Engineering Management 101 - Anytime, $150 USD

The folks at Developers First have put together a 4-5 hour self-guided course for new tech managers.

Random

Singer lets you convert data between record-based file formats by defining an intermediate representation. So for instance if you write a ‘tap’ to read data in out of an API, it becomes trivial to output it to database tables, csvs, or to google sheets, where targets are already written. Hmm.

An old debugging warstory - email wouldn’t go more than 500 miles.

An update from twitter about their security hack, posted the day after the event. Researchers deserve at least as much transparency about the systems and software they use for science as do the users of a free social media site.
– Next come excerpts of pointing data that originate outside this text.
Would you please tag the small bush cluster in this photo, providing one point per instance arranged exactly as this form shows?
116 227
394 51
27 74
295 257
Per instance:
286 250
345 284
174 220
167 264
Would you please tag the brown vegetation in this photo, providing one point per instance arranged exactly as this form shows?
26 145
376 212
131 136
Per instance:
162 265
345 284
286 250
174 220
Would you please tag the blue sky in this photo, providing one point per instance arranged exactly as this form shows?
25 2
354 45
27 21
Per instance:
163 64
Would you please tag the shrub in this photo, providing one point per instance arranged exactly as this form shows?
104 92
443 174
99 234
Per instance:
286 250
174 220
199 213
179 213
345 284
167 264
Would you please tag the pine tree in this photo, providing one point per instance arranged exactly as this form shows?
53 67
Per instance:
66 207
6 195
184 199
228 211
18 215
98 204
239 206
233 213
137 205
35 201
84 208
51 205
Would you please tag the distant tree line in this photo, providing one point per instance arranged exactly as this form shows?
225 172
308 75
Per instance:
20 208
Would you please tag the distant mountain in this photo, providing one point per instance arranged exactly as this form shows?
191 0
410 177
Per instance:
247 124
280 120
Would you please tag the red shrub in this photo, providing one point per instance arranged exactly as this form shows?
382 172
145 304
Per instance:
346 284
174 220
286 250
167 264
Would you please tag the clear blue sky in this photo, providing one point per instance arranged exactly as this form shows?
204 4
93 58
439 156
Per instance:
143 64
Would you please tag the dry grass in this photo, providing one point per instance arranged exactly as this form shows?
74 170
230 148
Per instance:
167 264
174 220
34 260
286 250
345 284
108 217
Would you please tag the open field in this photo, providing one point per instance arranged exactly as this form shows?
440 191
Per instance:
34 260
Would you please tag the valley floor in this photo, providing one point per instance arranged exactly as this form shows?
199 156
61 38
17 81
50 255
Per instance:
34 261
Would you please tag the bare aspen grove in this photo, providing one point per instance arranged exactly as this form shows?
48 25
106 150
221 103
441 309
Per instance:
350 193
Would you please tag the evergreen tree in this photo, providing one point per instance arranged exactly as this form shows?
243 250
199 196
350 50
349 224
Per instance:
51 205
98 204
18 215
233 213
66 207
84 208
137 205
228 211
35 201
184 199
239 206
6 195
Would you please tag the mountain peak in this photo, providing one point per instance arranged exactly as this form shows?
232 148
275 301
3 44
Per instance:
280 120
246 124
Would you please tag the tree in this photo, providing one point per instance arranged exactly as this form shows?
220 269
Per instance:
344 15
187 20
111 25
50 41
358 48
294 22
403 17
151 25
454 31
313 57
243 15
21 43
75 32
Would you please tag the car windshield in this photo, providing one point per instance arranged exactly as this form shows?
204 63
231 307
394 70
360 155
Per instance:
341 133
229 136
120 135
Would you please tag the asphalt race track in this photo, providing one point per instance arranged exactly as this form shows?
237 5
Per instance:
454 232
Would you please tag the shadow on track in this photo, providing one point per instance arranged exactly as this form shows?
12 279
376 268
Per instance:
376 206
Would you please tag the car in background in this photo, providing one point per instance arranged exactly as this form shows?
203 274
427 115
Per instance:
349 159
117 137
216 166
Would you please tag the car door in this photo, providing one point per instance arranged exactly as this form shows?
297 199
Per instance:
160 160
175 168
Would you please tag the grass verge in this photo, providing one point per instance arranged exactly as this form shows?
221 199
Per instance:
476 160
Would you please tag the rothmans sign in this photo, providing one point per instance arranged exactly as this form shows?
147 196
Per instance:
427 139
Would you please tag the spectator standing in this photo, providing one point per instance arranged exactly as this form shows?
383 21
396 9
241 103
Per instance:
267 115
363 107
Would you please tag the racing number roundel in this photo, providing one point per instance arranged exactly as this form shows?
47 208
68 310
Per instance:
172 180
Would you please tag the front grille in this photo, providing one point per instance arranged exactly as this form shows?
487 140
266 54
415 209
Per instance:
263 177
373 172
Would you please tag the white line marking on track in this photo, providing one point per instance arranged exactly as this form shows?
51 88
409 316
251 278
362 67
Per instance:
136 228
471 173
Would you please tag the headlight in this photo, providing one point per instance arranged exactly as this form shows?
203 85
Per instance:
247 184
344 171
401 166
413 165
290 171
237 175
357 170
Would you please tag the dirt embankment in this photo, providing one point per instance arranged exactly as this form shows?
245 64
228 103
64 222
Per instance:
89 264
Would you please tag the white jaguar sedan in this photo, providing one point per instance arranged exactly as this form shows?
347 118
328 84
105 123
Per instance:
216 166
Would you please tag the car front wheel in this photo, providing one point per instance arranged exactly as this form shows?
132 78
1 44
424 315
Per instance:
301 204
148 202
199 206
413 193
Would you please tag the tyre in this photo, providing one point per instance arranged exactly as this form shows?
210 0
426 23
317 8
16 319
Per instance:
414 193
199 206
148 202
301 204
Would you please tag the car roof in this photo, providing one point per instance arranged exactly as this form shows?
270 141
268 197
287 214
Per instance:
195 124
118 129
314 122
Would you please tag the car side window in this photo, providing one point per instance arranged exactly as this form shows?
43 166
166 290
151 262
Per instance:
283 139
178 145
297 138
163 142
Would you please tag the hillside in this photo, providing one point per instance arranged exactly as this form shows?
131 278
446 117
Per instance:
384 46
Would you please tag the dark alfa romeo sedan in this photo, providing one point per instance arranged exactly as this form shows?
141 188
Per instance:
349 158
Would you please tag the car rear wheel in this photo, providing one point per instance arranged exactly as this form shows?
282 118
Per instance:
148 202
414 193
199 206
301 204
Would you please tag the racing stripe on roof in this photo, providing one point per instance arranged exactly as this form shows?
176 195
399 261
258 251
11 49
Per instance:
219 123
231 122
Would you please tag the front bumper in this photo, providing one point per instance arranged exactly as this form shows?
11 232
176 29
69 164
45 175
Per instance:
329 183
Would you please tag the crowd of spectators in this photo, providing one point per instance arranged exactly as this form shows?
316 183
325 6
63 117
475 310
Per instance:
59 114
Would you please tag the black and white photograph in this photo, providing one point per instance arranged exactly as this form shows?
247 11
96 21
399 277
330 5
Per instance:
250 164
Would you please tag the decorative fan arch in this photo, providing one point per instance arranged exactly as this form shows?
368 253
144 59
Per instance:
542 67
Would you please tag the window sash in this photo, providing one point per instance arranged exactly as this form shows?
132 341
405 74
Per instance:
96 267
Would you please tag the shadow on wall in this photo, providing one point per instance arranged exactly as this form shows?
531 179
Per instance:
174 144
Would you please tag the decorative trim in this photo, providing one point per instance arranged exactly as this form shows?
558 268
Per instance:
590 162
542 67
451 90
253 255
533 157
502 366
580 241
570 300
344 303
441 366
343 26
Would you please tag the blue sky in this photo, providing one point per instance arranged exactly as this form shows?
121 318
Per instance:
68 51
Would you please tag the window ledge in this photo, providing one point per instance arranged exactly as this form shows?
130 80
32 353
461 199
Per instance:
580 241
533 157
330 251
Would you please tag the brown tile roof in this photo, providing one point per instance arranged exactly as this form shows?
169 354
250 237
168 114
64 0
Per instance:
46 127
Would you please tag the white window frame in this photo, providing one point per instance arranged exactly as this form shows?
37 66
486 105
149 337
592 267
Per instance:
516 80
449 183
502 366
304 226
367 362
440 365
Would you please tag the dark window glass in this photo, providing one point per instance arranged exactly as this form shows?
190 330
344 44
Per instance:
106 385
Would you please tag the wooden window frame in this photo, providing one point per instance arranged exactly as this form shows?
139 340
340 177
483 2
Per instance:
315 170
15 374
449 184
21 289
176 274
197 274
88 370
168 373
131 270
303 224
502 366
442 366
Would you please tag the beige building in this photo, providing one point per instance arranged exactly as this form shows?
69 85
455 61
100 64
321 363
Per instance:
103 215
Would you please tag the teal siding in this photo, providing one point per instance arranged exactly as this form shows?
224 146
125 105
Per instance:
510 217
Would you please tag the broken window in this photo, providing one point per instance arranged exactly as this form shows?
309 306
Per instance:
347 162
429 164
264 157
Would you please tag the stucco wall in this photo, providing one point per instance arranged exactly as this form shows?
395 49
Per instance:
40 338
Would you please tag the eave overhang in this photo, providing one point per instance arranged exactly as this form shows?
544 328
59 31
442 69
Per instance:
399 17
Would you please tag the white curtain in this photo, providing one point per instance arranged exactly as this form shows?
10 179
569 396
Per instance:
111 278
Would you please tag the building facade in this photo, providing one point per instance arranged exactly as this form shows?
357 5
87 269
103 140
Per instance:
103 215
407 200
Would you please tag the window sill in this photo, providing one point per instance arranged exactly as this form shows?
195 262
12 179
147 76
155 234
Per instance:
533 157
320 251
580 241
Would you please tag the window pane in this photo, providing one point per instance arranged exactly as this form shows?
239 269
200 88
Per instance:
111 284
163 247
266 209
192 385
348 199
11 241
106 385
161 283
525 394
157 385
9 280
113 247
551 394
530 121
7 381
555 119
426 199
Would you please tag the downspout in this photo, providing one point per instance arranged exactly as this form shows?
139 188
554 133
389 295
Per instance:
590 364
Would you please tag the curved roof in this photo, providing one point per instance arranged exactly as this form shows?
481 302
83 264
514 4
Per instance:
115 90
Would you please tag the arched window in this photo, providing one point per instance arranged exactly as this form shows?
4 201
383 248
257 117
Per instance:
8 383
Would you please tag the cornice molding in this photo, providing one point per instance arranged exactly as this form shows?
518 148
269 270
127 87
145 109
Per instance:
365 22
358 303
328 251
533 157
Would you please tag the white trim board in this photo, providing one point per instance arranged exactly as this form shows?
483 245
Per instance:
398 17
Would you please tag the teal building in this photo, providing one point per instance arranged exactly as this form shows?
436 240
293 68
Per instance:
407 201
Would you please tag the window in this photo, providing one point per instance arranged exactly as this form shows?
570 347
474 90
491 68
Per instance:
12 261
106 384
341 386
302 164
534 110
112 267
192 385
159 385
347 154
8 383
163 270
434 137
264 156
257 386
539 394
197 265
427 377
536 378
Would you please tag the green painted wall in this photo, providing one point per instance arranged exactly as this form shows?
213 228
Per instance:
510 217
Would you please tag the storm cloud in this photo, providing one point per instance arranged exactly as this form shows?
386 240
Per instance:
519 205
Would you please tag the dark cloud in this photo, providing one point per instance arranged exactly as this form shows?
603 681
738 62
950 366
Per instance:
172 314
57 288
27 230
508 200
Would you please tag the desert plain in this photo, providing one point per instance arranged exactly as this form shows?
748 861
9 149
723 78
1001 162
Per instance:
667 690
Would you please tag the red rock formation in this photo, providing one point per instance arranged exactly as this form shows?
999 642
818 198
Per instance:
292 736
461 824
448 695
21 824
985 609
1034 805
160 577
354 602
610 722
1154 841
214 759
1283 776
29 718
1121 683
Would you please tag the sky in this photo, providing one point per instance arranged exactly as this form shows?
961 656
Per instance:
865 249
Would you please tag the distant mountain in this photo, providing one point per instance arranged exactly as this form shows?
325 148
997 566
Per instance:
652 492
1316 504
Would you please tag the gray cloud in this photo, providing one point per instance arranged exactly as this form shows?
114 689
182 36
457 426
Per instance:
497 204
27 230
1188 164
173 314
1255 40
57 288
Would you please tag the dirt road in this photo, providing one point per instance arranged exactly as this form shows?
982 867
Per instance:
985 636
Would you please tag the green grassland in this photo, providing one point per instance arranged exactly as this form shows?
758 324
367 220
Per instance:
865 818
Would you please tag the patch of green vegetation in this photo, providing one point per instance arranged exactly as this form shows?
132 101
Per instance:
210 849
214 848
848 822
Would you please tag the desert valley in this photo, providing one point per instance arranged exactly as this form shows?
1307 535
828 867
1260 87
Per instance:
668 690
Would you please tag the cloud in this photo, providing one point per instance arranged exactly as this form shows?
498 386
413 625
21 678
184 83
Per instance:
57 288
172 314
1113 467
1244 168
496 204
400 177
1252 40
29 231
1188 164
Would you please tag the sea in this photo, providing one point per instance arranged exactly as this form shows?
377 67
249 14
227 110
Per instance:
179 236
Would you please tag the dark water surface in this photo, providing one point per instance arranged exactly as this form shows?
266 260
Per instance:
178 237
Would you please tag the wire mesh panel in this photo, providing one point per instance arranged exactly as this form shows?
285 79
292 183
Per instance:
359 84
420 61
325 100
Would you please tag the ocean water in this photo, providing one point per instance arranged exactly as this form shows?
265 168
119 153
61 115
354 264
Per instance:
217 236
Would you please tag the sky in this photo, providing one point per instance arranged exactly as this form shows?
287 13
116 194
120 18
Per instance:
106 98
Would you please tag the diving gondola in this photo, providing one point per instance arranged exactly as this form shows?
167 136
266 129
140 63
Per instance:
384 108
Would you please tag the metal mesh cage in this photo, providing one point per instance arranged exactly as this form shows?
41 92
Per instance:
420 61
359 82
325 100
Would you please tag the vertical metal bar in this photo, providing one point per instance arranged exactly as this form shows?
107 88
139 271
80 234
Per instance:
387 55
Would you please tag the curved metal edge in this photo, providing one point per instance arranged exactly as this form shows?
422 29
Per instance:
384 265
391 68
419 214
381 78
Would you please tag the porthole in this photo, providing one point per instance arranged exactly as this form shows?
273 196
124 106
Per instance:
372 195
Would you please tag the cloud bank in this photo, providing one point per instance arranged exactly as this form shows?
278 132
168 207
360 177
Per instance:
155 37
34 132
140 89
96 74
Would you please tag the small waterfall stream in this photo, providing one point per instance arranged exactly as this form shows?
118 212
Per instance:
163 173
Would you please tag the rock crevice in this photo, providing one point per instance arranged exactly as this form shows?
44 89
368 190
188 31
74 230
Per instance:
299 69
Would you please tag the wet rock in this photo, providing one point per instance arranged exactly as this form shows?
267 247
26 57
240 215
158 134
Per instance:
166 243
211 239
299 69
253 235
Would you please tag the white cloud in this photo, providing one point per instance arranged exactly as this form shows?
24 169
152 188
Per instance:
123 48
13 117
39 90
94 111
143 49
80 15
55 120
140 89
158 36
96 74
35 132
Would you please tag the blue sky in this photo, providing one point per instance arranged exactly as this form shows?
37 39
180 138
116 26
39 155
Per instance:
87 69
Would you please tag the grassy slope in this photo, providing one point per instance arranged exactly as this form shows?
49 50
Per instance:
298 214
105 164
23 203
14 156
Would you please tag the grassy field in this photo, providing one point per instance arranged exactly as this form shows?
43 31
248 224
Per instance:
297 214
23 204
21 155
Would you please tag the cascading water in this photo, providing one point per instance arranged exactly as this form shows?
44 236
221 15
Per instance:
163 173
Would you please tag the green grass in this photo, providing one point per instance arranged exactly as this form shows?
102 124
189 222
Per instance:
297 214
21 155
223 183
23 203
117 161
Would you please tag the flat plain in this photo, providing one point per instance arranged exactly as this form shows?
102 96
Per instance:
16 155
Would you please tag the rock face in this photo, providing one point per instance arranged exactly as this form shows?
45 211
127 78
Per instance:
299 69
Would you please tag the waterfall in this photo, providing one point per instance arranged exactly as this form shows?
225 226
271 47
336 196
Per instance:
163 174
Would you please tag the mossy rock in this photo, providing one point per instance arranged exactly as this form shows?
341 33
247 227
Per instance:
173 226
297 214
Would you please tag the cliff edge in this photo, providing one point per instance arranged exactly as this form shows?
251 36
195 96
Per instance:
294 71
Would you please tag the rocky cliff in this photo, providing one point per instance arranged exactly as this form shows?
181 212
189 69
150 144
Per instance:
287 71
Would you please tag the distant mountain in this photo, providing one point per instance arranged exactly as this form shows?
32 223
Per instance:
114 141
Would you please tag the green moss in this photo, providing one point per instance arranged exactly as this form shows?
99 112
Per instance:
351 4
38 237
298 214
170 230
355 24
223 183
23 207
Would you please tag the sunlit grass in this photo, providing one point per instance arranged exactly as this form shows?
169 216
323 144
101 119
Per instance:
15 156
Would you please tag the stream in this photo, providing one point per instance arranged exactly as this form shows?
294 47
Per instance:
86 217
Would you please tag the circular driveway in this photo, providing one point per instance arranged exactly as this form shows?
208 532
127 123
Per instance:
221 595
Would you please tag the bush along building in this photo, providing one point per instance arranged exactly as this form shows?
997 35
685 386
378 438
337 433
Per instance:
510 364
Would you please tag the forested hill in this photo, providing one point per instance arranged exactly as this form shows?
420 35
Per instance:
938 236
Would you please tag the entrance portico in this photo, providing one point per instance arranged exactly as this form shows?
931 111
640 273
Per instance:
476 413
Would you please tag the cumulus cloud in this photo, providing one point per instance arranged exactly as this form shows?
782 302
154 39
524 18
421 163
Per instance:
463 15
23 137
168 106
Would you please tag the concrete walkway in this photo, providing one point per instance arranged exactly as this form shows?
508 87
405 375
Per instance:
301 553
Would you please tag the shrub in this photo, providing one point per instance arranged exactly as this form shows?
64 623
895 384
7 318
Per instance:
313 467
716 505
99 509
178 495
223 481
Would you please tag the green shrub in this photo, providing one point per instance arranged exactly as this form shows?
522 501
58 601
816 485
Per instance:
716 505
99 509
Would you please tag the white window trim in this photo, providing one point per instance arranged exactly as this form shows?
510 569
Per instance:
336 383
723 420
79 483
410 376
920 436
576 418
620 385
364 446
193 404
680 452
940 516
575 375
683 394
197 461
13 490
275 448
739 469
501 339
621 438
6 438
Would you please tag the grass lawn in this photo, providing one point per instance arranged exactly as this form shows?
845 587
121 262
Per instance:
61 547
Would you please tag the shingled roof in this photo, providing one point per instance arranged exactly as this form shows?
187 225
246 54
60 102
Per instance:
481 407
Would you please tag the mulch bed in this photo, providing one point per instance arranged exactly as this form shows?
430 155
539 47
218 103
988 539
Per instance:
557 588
More for the “files are bad, actually” folder. Can applications recover from fsync() failures? Spoiler - mostly no.

Azure has followed AWS with beginning releasing a series of “Well-Architected Framework” documents. Having a set of reference architectures and guidelines makes it much easier for teams to get started.

Some testimonials about using Basecamp’s ShapeUp process rather than traditional Agile sprints. I think for large enough research computing teams this is a promising approach.

Google’s released a really cool autodifferentiation package for python called jax.

A random forest model for choosing the right cloud provider and instance type for a HPC-type application.

A module system for bash scripts(!!)

A link shorting service implemented entirely in Github Pages and Github Actions.

Managing your dotfiles with .git

A templating system for JSON, YAML, or ini config files.